City living has many advantages. Transportation is easy, finding places to eat is a snap, and there are things to do pretty much any night of the week. One thing that is a problem for many, however, is fitting your life into smaller living spaces. One of the biggest items of furniture to move in any household is the average bed. Box-springs, frames, and headboards are unwieldy, and sometimes they’re impossible to fit through doorframes. Enter the Floyd Bed Frame. This Kickstarter project has 29 days left on the clock, and there is good reason to suspect that it can change how people think about bed frames.

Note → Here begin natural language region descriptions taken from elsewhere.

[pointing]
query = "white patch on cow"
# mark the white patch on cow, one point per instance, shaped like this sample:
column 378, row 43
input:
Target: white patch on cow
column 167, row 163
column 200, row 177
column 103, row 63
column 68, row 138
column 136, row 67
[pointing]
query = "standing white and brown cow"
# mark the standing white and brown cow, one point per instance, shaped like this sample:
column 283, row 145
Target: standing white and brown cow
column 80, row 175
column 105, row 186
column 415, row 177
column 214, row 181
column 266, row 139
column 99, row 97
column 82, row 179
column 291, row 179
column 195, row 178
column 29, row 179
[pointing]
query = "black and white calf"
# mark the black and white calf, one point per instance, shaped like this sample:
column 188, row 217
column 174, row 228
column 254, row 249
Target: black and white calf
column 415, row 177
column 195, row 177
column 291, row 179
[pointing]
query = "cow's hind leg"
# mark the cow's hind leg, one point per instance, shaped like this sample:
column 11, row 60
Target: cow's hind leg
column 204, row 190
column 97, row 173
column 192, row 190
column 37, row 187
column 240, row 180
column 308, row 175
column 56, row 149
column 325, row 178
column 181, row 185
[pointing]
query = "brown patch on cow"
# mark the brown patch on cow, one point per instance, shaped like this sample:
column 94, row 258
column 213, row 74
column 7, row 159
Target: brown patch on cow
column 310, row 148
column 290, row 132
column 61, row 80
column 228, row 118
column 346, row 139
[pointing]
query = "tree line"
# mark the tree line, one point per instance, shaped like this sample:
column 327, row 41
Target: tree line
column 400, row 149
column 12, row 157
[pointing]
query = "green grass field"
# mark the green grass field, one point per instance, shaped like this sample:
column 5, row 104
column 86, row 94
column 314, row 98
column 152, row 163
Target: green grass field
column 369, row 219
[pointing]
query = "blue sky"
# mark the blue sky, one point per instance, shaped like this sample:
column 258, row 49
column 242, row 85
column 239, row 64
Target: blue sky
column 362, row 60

Made for city living, the construction of this frame is modular, and one person can build it all alone without any tools. The kit is composed of three parts. Its three wooden panels are made out of strong and light honeycomb material that is used by NASA, with a birch veneer. The strong steel supports slide onto the panels easily. Finally, straps keep tension on everything and hold the frame together. Free shipping puts the product right on your doorstep and the frame can be up just minutes later. When you’re ready to move, the pieces easily come apart.
The project comes two years after the team behind this project launched another successful product on Kickstarter. The Floyd Leg, which lets you turn any flat surface into a table, was a huge hit, and it is now shipping to more than 40 countries.
Designed in the cities of Detroit and Akron, Floyd wants keep the product affordable, the production of these frames scalable, and to introduce something that hasn’t been seen before. Not only does the product come in a variety of sizes, it is also true to an open framework, so you can source your own bed frame configuration.
A full kit won’t come cheap, though. If you want a kit without the panels, it costs $265. To get everything you need for a queen-size frame, you’ll have to pledge $495.